Les images de la célébration de la Tabaski 2026 diffusées par l’État islamique mettent en lumière une réalité préoccupante dans les bastions des ADF/ISCAP dans l’Est de la République démocratique du Congo. Plusieurs clichés montrent une forte présence d’enfants, souvent à visage découvert et placés au premier plan, contrairement à de nombreux adultes dont l’identité est masquée. Selon les analyses relayées par le journaliste et chercheur sur la question des ADF, Fiston Mahamba, ces mineurs seraient pour certains nés dans les zones contrôlées par le groupe armé, tandis que d’autres pourraient avoir été enlevés lors d’attaques contre des villages de la région.
Ces images soulèvent également des inquiétudes quant au risque d’endoctrinement auquel sont exposés ces enfants.
Accédez aux informations importantes avant tout le monde

Grandissant dans un environnement marqué par la violence, la présence permanente des armes et les discours extrémistes, ils évoluent loin des structures traditionnelles de protection et d’éducation telles que la famille et l’école. Pour plusieurs observateurs, cette situation favorise une assimilation progressive des pratiques et des règles imposées par le groupe armé, compromettant ainsi leur développement et leur avenir.
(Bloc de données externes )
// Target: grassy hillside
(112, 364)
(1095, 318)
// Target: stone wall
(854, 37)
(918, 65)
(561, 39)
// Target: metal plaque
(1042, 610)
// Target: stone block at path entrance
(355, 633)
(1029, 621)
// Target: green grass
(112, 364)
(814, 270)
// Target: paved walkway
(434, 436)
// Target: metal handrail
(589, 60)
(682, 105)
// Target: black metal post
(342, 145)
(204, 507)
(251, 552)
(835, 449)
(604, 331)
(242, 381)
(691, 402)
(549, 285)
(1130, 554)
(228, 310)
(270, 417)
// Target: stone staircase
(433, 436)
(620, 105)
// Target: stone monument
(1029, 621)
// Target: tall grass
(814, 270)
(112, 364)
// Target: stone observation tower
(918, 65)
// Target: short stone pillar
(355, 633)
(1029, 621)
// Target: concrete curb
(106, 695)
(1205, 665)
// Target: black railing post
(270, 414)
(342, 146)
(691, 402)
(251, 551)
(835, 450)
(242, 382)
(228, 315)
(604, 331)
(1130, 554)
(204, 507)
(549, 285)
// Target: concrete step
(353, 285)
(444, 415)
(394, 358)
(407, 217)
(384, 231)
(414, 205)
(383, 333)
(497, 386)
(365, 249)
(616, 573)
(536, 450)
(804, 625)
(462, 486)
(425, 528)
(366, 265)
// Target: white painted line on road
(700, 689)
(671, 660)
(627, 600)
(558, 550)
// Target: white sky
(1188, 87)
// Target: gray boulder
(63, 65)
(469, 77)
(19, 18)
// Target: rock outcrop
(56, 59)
La présence de femmes et d’enfants dans les bases des ADF/ISCAP constitue par ailleurs un défi majeur pour les forces engagées dans la lutte contre cette rébellion. D’après les informations rapportées par Fiston Mahamba, les armées privilégient souvent les opérations terrestres plutôt que des frappes aériennes de grande ampleur afin de limiter les risques pour les non-combattants. À cela s’ajoutent les difficultés liées au relief montagneux, à la densité de la forêt et aux dispositifs de protection mis en place par les rebelles, autant de facteurs qui compliquent les opérations militaires et rendent particulièrement difficile la neutralisation de cette menace dans l’Est du pays.